A parte suscitada apresentou suas contrarrazões às fls. 2277/2281 e 2293/2300, sustentando que os impugnantes apresentaram os mesmos argumentos já rechaçados pelo Oficial, sem que produzissem prova capaz de comprovar posse em qualquer momento; que não há impedimento à usucapião em razão de o antigo possuidor Nedilson deter a posse de outros imóveis; que os documentos produzidos comprovam preenchimento do lapso temporal da pretensão aquisitiva, tal como contas de água e luz do período de 1989 a 2016 em nome do antigo possuidor (posse por mais de quinze anos de forma contínua e ininterrupta); que a data de constituição da sociedade empresária requerente é irrelevante, assim como o fato de Thomas Law ter apenas cinco anos quando Nedilson iniciou a posse; que, em relação aos débitos de IPTU, comprovou parcelamento administrativo referente ao período de 2013 a 2019, restando essa questão superada por ocasião do anterior julgamento proferido por este juízo; que ausente qualquer prova do contrato de locação celebrado por Nedilson com um dos herdeiros dos proprietários, Roberto Catena; que todas as impugnações são infundadas e protelatórias, notadamente diante do exercício de posse qualificada, que é suficiente para o reconhecimento da usucapião.
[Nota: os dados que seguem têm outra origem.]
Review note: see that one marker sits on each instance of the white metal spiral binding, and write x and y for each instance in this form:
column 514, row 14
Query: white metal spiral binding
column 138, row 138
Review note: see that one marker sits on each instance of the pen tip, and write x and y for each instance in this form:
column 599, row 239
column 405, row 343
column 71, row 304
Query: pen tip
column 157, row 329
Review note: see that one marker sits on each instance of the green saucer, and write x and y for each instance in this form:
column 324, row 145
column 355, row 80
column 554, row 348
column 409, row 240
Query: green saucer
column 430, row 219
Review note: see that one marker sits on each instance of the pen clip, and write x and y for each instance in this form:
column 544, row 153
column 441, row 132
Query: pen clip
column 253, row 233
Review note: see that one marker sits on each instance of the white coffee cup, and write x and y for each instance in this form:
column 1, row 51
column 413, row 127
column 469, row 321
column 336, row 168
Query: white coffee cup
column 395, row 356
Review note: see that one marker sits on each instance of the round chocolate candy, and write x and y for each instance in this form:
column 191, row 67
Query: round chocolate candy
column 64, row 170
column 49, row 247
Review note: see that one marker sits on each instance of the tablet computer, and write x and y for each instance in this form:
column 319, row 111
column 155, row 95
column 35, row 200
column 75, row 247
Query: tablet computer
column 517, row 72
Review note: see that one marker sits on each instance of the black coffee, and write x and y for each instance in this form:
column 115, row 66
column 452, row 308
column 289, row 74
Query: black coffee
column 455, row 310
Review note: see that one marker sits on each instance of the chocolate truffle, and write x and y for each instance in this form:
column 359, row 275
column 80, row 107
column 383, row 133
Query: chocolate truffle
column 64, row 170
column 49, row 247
O Ministério Público opinou pela negativa de prosseguimento pela via extrajudicial, já que o caso demanda dilação probatória (fls. 2317/2318).
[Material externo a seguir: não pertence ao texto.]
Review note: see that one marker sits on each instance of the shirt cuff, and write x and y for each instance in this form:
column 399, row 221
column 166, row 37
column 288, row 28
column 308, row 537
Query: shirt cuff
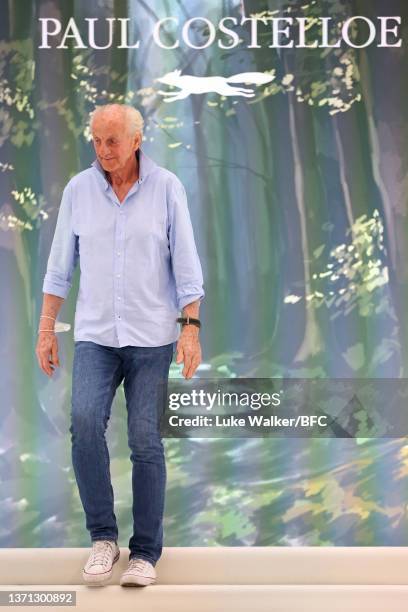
column 56, row 287
column 189, row 298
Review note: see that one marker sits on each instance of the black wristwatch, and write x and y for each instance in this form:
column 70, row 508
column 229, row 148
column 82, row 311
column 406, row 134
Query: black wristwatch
column 189, row 321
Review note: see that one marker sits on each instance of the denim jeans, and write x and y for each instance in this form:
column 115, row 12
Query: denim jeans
column 97, row 372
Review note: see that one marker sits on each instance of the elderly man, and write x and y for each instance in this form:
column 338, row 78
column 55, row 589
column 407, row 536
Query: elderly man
column 126, row 220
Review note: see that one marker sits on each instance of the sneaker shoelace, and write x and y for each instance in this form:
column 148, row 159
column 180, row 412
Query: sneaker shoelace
column 138, row 564
column 100, row 552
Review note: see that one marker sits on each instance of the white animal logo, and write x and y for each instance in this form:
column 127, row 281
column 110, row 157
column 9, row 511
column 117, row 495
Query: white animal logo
column 190, row 84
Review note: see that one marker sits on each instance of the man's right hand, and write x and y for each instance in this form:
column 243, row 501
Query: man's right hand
column 47, row 352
Na sequência, a parte suscitada veio espontaneamente aos autos manifestar-se a respeito do parecer ministerial, afirmando serem as demais impugnações semelhantes à impugnação apresentada por Laís Vasquez, julgada infundada no processo de autos n. 1094171-20.2023.8.26.0100 (fls. 2252/2259), notadamente porque não há elemento concreto de prova capaz de macular a origem e a continuidade de sua posse e a de seu antecessor, Nedilson (fls. 2320/2322).

É o relatório.

Fundamento e decido.

O procedimento de usucapião extrajudicial tem como principal requisito a inexistência de lide, de modo que, apresentada qualquer impugnação, a via judicial se torna necessária, cabendo ao requerente emendar a petição inicial para adequá-la ao procedimento comum nos termos do §10, do artigo 216-A, da Lei n. 6.015/73

As Normas de Serviço da Corregedoria do Tribunal de Justiça de São Paulo, prestigiando a qualificação do Oficial de Registro e a importância do procedimento extrajudicial, trouxeram pequena flexibilização a tal regra no item 420.5 de seu Capítulo XX, permitindo que seja julgada a fundamentação da impugnação, com afastamento daquela claramente impertinente ou protelatória:

“420.5. Em qualquer das hipóteses acima previstas, os autos da usucapião serão encaminhados ao juízo competente que, de plano ou após instrução sumária, examinará apenas a pertinência da impugnação e, em seguida, determinará o retorno dos autos ao Oficial de Registro de Imóveis, que prosseguirá no procedimento extrajudicial se a impugnação for rejeitada, ou o extinguirá em cumprimento da decisão do juízo que acolheu a impugnação e remeteu os interessados às vias ordinárias, cancelando-se a prenotação”.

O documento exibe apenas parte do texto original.